Right, and you never stop. It’s a constant battle with the body in a sense because what is familiar, what feels good is not necessarily what the voice needs to be doing. For me a number one rule is to never sing beyond my means and beyond the natural limits of my voice. As an instrumentalist you can’t sit there and say ‘oh no, I can’t play that concerto, I can’t play that sonata, I can’t play that symphony’, when you’re expected that once you have established a technique on a mechanical instrument, you can therefore feasibly play anything that’s been written for it. The voice is just not built that way. I think for me one of the biggest watershed moments in my development was coming to that realization but still being able to take the musical culture and education I had as an instrumentalist and bringing those things into singing.

Let’s talk about your current assignment. You’re here in London to sing Orphée which you’ll also be singing in Versailles and Hamburg. It’s a very long role and it sits very high, tell us a little about the challenges you find in the role.

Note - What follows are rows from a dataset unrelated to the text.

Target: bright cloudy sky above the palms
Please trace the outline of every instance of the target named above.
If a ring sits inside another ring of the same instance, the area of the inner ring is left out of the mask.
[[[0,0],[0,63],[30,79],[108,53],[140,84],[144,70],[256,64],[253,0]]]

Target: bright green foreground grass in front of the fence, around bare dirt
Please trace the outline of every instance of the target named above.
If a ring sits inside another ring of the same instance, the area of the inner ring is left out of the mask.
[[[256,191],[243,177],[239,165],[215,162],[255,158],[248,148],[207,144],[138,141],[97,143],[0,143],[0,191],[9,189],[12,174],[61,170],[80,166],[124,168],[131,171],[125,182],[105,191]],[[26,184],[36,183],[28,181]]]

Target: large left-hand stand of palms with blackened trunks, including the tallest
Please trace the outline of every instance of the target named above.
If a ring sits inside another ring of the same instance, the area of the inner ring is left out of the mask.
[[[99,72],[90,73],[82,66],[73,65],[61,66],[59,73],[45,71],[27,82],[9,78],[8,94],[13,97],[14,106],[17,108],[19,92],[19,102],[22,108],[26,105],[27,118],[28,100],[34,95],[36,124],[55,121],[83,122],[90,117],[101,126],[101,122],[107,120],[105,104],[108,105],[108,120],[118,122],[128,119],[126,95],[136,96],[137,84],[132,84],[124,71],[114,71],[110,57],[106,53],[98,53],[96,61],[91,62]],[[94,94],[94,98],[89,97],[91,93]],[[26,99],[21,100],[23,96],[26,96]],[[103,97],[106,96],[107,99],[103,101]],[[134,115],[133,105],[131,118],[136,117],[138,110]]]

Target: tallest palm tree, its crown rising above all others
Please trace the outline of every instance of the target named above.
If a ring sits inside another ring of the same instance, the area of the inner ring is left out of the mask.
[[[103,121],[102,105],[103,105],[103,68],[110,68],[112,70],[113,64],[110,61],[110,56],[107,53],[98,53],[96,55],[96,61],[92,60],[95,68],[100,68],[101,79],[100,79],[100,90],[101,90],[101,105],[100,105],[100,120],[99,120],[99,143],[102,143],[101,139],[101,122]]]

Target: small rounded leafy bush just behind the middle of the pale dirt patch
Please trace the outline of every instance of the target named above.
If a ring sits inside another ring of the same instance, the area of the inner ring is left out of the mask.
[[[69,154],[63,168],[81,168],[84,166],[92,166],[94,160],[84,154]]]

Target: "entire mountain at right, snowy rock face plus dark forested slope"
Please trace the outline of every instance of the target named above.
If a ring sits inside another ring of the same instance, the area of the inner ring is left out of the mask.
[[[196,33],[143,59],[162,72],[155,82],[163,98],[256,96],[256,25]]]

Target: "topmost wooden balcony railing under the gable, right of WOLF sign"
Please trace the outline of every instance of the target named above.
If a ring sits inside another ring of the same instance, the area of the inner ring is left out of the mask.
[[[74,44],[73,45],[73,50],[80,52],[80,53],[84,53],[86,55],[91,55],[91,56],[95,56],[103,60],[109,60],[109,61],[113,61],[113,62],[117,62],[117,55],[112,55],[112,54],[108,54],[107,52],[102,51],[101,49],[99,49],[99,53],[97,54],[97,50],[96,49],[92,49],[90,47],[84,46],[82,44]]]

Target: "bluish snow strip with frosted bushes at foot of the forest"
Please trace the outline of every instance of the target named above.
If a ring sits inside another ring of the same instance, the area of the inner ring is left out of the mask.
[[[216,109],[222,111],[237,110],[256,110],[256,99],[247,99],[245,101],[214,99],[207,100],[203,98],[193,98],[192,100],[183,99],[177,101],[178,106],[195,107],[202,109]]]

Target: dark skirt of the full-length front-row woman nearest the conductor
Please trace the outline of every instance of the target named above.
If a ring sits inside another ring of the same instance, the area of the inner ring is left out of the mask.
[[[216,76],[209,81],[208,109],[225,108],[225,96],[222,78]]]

It has got to be the most challenging vocal experience in my career thus far and it might end up being the most challenging ever. Orphée has been a dream role of mine since I was 18. I had discovered that there was this tenor version when I was in college and I immediately went to the research room in the music library, pulled the full score down from the complete works of Gluck and started looking at it and started vibrating intensely saying, ‘I have to sing this!’. I had searched high and low for a vocal score – it didn’t really exist. The Bärenreiter edition had apparently been completed but it hadn’t been readily available in stores and I really wanted to sing the big Act 1 finale bravura aria ‘L’espoir renaît dans mon âme’. I took the full score, did my own piano reduction for it and I’ve been singing it since I was 19 years old. That’s really the only piece that I have consistently sung over the years. I started officially working on the role back in December and as I started singing it and beginning to know it, I started to realize that this is not written like anything else that’s out there. It’s one of the most unique and unforgivingly odd pieces of music ever written for the tenor voice.
It has pretty much everything – you have the rapid-fire passagework, the high sustained writing.

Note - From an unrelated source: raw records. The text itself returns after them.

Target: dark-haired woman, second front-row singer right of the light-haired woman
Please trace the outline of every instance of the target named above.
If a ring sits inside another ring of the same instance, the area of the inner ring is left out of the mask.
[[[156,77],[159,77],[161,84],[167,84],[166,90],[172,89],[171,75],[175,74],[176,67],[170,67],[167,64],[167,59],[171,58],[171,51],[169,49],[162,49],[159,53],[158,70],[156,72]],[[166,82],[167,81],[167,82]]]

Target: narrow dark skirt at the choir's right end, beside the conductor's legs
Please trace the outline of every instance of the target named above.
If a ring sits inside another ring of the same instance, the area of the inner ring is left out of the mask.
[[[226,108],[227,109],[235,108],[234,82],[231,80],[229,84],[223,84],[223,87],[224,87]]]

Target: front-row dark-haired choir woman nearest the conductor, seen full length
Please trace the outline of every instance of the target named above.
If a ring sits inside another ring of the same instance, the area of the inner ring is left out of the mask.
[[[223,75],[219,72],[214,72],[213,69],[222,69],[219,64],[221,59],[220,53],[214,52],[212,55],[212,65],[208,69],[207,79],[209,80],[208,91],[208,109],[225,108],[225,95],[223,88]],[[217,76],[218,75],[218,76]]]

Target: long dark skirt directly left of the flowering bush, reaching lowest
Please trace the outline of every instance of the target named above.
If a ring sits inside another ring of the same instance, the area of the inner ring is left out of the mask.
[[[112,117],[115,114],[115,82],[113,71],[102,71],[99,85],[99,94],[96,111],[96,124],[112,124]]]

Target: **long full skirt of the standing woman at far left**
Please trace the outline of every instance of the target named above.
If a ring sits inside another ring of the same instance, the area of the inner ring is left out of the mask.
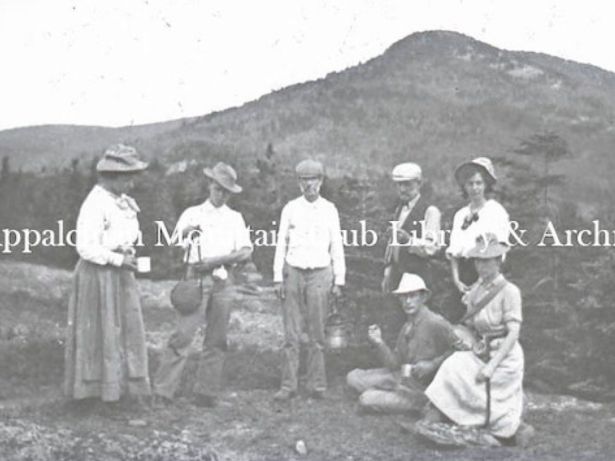
[[[68,305],[64,391],[69,398],[149,395],[139,286],[132,272],[80,259]]]

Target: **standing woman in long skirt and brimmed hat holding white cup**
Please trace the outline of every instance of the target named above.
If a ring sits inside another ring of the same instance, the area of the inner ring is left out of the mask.
[[[98,184],[77,218],[77,253],[69,301],[65,393],[117,401],[149,395],[145,328],[133,272],[139,207],[126,195],[148,164],[130,146],[106,149]]]

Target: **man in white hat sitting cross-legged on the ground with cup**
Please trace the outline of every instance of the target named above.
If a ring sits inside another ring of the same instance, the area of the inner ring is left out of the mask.
[[[407,321],[392,351],[383,341],[378,325],[368,331],[386,368],[355,369],[347,384],[360,393],[360,408],[366,411],[402,413],[420,410],[426,403],[423,390],[452,350],[456,336],[453,327],[425,305],[431,292],[423,278],[403,274],[399,296]]]

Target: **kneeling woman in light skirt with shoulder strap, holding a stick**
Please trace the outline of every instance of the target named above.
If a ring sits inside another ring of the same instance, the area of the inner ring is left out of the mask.
[[[483,347],[454,352],[425,392],[456,424],[486,425],[498,438],[515,436],[523,406],[523,350],[518,342],[521,294],[500,274],[508,249],[488,234],[486,241],[479,237],[470,250],[479,278],[464,296],[468,309],[464,323],[482,338],[478,344]]]

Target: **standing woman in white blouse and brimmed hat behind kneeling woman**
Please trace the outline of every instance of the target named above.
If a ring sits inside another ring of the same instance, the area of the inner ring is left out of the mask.
[[[469,199],[470,203],[454,215],[446,255],[451,259],[454,285],[463,294],[470,290],[478,278],[474,264],[467,258],[477,238],[490,233],[495,234],[499,242],[507,243],[510,225],[504,207],[496,200],[487,198],[496,183],[490,159],[478,157],[459,165],[455,179],[464,199]]]

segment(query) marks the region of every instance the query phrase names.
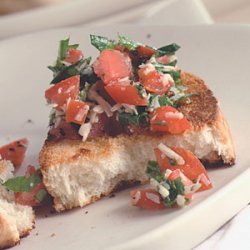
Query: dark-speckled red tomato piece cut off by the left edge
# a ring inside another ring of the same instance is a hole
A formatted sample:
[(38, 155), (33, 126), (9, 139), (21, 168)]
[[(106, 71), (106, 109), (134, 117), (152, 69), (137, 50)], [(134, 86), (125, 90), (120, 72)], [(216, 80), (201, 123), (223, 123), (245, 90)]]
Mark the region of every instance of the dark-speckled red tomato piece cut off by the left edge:
[(0, 147), (0, 155), (2, 159), (9, 160), (15, 167), (19, 167), (24, 160), (27, 147), (28, 140), (22, 138)]

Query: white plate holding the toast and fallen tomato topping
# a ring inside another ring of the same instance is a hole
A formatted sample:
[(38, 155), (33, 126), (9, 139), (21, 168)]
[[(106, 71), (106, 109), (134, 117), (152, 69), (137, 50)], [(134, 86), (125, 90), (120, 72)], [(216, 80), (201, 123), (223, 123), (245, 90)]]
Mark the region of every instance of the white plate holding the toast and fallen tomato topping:
[(210, 170), (214, 188), (195, 195), (184, 209), (142, 211), (129, 205), (125, 190), (83, 209), (38, 216), (36, 228), (15, 249), (190, 249), (250, 200), (248, 27), (88, 27), (5, 40), (0, 43), (0, 142), (27, 136), (30, 147), (24, 165), (37, 163), (48, 124), (43, 95), (51, 73), (46, 66), (56, 57), (58, 41), (70, 35), (85, 55), (96, 56), (89, 34), (115, 37), (118, 31), (149, 45), (177, 42), (182, 46), (179, 65), (201, 76), (221, 102), (235, 141), (237, 163)]

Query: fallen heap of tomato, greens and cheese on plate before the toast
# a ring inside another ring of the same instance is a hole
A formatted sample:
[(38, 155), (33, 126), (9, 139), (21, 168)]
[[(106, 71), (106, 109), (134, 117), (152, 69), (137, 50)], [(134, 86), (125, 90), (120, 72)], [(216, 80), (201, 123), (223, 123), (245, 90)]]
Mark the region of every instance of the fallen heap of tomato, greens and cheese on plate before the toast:
[(212, 188), (206, 169), (190, 151), (163, 144), (154, 151), (157, 161), (149, 161), (146, 170), (153, 188), (131, 191), (132, 205), (151, 210), (183, 207), (195, 192)]

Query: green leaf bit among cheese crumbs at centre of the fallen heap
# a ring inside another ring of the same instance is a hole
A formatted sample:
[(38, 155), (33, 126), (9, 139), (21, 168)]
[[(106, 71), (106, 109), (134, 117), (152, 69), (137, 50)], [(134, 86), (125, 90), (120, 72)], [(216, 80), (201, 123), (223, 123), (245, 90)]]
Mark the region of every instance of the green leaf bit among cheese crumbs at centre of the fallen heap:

It has everything. Tessitura has never been something that frightens me. This is one of those pieces where part of it, if it were a half-step lower or a half-step higher it would be easier to sing than the pitch that it’s written in. I think this has to do with the fact that it was written for a voice part that no longer exists. There are people who are specializing in haute-contre repertoire but the actual voice type doesn’t exist because the knowledge of how those singers were trained in the 18th century hasn’t survived – it’s lost. For me the musical gesture has always been the thing that guides me. I’m not, per se, a text-driven singer. As much as I love literature, poetry and languages, I look at the score note by note and not word by word. When I started to sing it into my body I would find at least at that juncture that the rhythmic integrity was actually the thing that made it easier to sing. I showed up and Maestro Gardiner had a completely different idea of how to approach this and he wanted to approach it much more from a text perspective. For a couple of weeks there was a bit of patting my head and rubbing my stomach to try and go against the natural musical gesture in favour of the textual gesture. But in doing so there has been almost a freedom that has opened up somehow and I think it came about as a result of having prepared it rhythmically first versus linguistically.

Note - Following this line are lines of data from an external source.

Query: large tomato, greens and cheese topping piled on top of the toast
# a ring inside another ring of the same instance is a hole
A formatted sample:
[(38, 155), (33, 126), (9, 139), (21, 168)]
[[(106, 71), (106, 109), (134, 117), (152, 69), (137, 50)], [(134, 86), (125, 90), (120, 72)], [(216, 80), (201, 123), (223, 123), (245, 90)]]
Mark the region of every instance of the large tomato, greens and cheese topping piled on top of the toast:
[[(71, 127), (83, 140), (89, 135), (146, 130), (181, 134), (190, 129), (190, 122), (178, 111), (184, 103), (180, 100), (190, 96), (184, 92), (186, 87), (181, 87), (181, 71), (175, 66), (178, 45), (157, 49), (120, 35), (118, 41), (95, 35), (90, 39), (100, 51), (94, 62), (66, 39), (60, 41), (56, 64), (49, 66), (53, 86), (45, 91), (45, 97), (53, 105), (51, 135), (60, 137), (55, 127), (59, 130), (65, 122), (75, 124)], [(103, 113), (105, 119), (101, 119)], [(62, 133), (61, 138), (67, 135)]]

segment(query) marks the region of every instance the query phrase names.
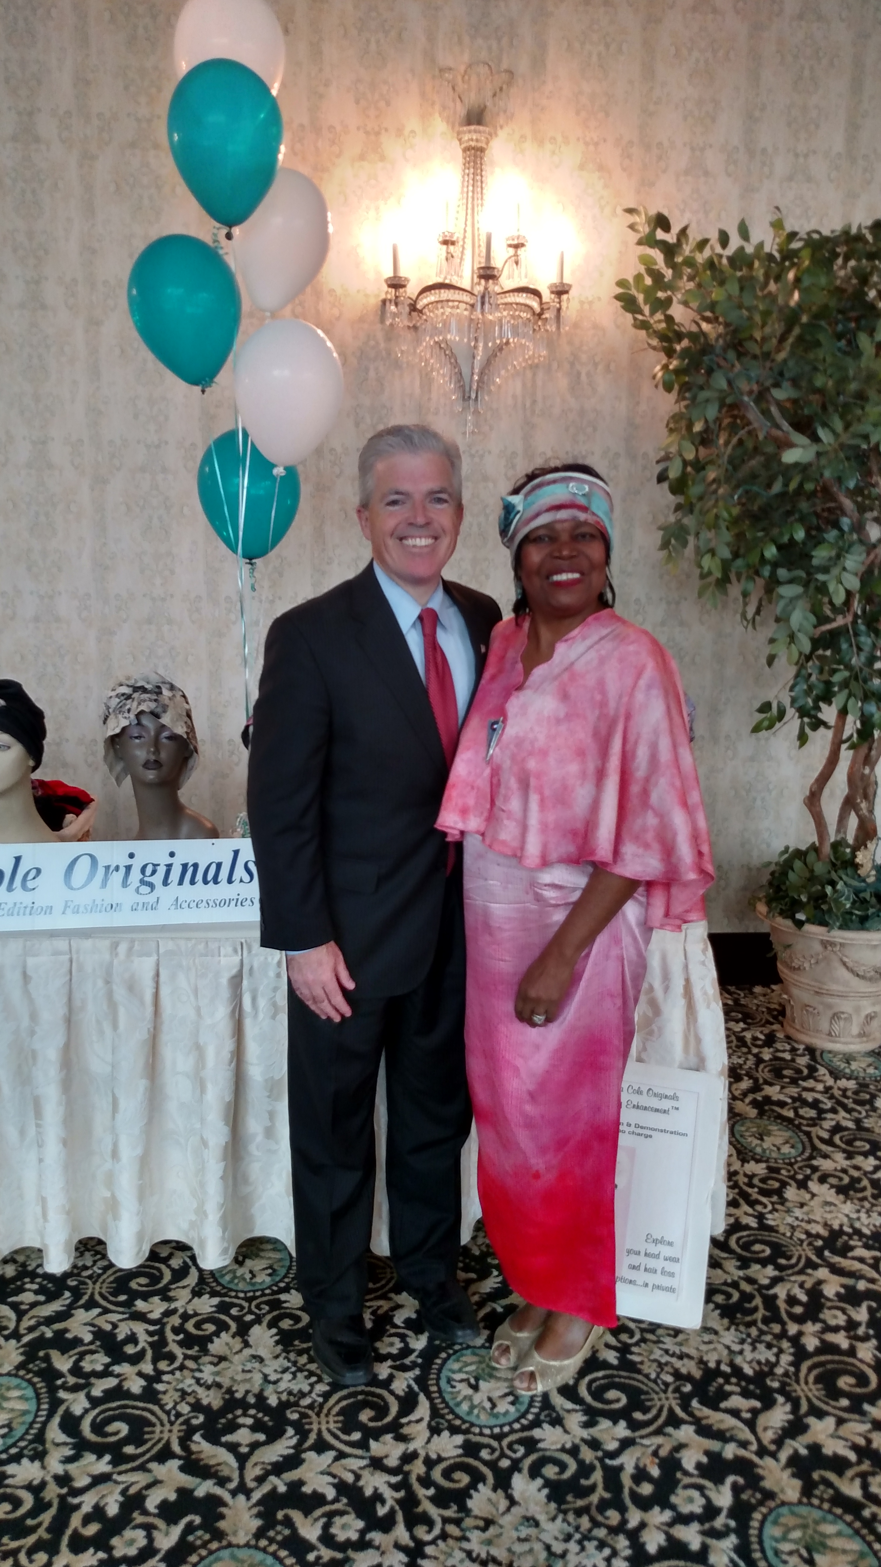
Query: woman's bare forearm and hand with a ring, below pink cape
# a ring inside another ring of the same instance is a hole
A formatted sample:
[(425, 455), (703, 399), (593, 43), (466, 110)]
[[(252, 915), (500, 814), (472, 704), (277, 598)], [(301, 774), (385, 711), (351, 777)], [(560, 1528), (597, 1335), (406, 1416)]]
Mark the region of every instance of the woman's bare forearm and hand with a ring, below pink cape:
[(530, 1028), (553, 1023), (572, 984), (578, 957), (608, 921), (615, 920), (618, 910), (633, 896), (638, 885), (640, 882), (630, 881), (627, 876), (616, 876), (615, 871), (594, 867), (589, 882), (569, 909), (560, 929), (553, 932), (544, 951), (538, 954), (535, 964), (530, 964), (520, 979), (514, 1001), (514, 1012), (520, 1023), (528, 1023)]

How do you find singing in French?
I love singing in French. I work with great French-language coaches in New York and I love the French repertoire. I love everything I sing in French. I feel actually fairly at home in the language. I do a lot of thinking about languages. Not all composers are equally gifted in setting text and we can either sing everything syllabically, we can sing everything idiomatically or we can find the essential middle ground between these things. I really love spending the time and trying to find when does the text help me with the vocalism and when does the vocalism need to help with the text. This has been one of those pieces that has required a much more extreme balancing act than probably anything else and that has partially to do with the tessitura and the fact that a modern tenor voice that strives to be connected all the way through is not how it was sung 250 years ago.

So we’ve talked about where you came from, what you’re doing now. Let’s look ahead to the future, what are the exciting things we can expect from you?
I’ve got a couple of other projects that are already scheduled; I’m not yet at liberty to reveal them but as soon as I can I’ll keep my website up to date. I do have a lot more Rossini coming up, some new roles for me as well as some repeats. I’m not looking to make any drastic shifts in repertoire any time soon, I think. I did Lucrezia Borgia last summer and I loved singing it. It was a tough sing but it was so utterly rewarding. That for me was the first big stretch that I had taken, vocally speaking, and, if anything, it helped prepare me for Orphée. I’m happy to stay where I am. There’s so much repertoire – a lot of it’s forgotten, a lot of it’s neglected – but there’s so much out there! I’ve gotten enquiries about taking on heavier parts and my answer has generally been ‘no’, the voice has to choose what repertoire it’s going to do, not the mind, not the actor. When selecting a role, I look at the score and I ask, can my voice sing this part the way I would want to hear it sung? And if the answer is no, I don’t do it. That’s just where it is. My job is to do my homework, to do my studies, to keep my voice in the best possible working condition and hopefully to go out and do the best I can at the moment in any role that I am assigned to do. I try to approach things, in a sense it may sound silly, imagining, if the composer is there, is he going to be happy with what I’m doing? For me that’s where it all originates and that’s where it stays.